Obwohl sich die wirtschaftliche und politische Situation in Brčko verbessert hat darf die Gefahr für die Stabilität des Friedens nicht unterschätzt werden.

Das Kinder -und Jugendzentrum „Omladinska organizacija SVITAC“ (in dem auch in nun arbeite) arbeitet seit 1997 daran, die Vision einer friedlichen Koexistenz verschiedenster Menschen in Brčko Realität werden zu lassen. Ich arbeite dort größtenteils mit Kindern im Alter von vier bis sieben Jahren zusammen.

Der Workshop, der in der Woche täglich von 11 bis 13 Uhr stattfindet, wird von Kindern aller drei Ethnien besucht und ist kostenlos.

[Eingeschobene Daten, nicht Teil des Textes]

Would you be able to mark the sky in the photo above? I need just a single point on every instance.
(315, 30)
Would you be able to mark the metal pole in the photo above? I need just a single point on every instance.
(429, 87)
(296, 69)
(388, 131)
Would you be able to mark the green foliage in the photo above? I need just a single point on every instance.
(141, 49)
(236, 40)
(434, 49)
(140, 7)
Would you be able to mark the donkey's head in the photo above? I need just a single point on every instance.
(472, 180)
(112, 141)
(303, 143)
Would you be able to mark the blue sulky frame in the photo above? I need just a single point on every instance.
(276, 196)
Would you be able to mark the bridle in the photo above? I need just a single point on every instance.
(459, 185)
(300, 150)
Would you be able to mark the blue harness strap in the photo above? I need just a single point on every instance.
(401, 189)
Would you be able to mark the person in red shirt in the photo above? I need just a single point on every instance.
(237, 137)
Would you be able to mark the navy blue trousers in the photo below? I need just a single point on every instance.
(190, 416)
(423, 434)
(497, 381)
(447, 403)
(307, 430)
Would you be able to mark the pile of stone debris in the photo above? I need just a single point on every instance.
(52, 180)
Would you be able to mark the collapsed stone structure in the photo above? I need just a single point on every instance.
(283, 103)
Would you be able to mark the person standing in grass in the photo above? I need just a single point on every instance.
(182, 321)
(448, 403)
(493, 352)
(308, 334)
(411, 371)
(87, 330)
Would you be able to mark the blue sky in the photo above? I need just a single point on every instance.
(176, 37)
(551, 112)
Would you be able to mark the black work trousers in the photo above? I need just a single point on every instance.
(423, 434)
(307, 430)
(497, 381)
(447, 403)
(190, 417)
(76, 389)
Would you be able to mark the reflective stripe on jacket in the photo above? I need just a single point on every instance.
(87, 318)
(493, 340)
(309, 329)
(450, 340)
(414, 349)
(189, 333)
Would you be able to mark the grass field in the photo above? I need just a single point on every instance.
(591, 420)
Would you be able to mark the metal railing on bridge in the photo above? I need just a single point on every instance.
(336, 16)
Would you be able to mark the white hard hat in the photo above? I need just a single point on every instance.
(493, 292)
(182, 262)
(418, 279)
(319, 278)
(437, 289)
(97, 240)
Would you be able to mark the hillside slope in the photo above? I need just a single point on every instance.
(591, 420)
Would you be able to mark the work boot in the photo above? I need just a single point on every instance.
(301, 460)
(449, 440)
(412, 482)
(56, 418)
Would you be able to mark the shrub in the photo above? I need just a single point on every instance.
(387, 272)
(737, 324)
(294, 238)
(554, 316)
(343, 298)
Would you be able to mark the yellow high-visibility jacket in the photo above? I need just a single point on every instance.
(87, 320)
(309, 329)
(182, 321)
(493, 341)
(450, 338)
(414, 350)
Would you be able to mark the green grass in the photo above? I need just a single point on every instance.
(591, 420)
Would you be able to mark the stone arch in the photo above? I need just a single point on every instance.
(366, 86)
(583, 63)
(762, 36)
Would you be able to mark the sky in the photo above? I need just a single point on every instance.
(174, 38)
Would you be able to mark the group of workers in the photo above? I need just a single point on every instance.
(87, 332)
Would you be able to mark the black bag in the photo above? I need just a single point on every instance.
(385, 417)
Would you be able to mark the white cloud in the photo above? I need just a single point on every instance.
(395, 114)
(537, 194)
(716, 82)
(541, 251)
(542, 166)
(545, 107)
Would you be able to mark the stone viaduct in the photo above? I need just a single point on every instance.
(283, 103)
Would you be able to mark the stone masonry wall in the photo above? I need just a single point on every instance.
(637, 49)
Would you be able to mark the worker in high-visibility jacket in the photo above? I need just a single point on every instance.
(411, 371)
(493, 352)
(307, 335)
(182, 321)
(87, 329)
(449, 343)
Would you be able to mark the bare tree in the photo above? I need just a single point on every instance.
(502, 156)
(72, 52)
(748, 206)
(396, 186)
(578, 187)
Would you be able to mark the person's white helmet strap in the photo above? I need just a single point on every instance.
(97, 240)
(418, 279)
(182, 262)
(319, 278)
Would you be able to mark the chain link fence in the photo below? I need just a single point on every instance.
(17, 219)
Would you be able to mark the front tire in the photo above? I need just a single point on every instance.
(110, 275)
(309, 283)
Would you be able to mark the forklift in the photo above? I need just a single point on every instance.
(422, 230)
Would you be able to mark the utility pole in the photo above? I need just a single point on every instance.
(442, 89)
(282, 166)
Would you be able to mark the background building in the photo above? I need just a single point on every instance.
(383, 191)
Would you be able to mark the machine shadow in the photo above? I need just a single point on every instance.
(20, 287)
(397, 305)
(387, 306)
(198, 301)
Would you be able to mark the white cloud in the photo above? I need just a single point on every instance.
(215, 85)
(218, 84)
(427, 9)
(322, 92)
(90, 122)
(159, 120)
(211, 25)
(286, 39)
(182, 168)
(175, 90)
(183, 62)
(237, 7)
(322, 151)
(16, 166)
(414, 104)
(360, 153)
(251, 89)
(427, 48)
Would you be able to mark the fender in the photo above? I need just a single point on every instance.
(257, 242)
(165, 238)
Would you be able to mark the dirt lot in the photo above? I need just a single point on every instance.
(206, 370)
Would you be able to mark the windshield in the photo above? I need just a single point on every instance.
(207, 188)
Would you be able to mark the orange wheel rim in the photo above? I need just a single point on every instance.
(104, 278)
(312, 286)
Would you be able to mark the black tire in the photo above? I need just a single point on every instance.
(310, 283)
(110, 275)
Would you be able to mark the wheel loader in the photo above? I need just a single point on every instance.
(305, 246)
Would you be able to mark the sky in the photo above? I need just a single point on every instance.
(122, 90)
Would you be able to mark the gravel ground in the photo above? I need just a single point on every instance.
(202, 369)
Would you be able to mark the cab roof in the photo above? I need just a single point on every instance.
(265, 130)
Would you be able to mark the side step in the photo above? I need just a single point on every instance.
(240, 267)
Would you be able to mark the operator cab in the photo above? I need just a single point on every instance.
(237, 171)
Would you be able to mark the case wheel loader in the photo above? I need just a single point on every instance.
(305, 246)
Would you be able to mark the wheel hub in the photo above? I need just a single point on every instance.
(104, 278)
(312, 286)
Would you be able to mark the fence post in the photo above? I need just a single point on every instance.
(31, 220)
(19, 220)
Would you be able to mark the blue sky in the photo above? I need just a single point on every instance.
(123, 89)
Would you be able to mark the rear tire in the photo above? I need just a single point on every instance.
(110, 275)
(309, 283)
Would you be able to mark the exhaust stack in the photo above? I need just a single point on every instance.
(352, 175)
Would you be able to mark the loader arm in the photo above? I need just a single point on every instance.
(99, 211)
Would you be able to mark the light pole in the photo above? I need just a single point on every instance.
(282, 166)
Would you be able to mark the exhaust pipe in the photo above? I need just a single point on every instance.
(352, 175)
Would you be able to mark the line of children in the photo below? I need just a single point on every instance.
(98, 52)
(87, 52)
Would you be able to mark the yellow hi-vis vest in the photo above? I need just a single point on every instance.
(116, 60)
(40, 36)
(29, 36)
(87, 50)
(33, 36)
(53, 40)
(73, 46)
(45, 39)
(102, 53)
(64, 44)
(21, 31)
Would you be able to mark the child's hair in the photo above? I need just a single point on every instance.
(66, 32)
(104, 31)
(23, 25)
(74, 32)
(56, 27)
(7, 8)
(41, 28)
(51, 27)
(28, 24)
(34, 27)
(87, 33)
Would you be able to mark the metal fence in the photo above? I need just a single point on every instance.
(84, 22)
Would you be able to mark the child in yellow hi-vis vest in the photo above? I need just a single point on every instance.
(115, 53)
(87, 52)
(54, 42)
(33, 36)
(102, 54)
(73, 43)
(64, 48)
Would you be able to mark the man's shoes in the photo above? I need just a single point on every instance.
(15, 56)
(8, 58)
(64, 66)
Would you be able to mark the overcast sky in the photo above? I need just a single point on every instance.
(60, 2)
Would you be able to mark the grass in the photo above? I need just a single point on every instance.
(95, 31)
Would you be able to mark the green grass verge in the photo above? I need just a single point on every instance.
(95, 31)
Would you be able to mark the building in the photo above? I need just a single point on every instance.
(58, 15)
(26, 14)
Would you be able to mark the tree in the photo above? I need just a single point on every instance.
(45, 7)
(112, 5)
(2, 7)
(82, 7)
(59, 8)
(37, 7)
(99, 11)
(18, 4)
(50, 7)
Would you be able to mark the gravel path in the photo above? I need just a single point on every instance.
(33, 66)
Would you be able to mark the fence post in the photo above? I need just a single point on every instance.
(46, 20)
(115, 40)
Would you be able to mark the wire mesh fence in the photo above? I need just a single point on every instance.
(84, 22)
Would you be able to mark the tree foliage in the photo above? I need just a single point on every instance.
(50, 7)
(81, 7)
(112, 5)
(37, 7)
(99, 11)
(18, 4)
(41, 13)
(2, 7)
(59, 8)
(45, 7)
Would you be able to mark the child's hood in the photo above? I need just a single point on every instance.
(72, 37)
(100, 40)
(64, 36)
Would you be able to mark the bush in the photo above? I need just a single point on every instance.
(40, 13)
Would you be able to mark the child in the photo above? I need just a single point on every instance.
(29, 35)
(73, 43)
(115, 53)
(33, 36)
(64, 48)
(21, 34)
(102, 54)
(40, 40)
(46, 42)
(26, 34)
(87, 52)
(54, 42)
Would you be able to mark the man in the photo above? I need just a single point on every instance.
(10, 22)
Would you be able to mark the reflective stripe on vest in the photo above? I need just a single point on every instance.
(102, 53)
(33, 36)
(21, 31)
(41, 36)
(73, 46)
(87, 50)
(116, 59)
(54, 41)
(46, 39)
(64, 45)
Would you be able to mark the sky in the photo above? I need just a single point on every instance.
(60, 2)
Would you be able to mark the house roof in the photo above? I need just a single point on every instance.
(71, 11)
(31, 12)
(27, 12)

Um 10:15 Uhr treffen meine beiden Mit-Freiwilligen ( und auch meine Mitbewohnerinnen bzw. nun Freundinnen, die ebenfalls aus Deutschland kommen) und ich im Jugendzentrum ein. Wir besprechen mit unseren Kolleginnen und Kollegen auf Englisch nochmal detaillierter den Plan für den Tag, den wir am vorherigen Freitag schon ausgearbeitet haben. Dann bereiten wir den Raum für den Workshop vor. Dazu stellen wir fünf unglaublich niedliche Tischchen in den Raum mit jeweils vier Miniaturen eines Holzstuhles. Um 11 Uhr stellen sich die meistens um die 20 Kinder in einem Vozič (=Zug) formiert auf und fahren dann in den Bahnhof von SVITAC ein. Doch vorher nehmen sie an einem relativ neuen Begrüßungsritual teil. Jedes Kind sucht sich anhand von Schildern aus, ob es (A) mit einem High-Five, (B) mit einer Umarmung oder (C) mit einem kleinen Tanz persönlich begrüßt werden möchte.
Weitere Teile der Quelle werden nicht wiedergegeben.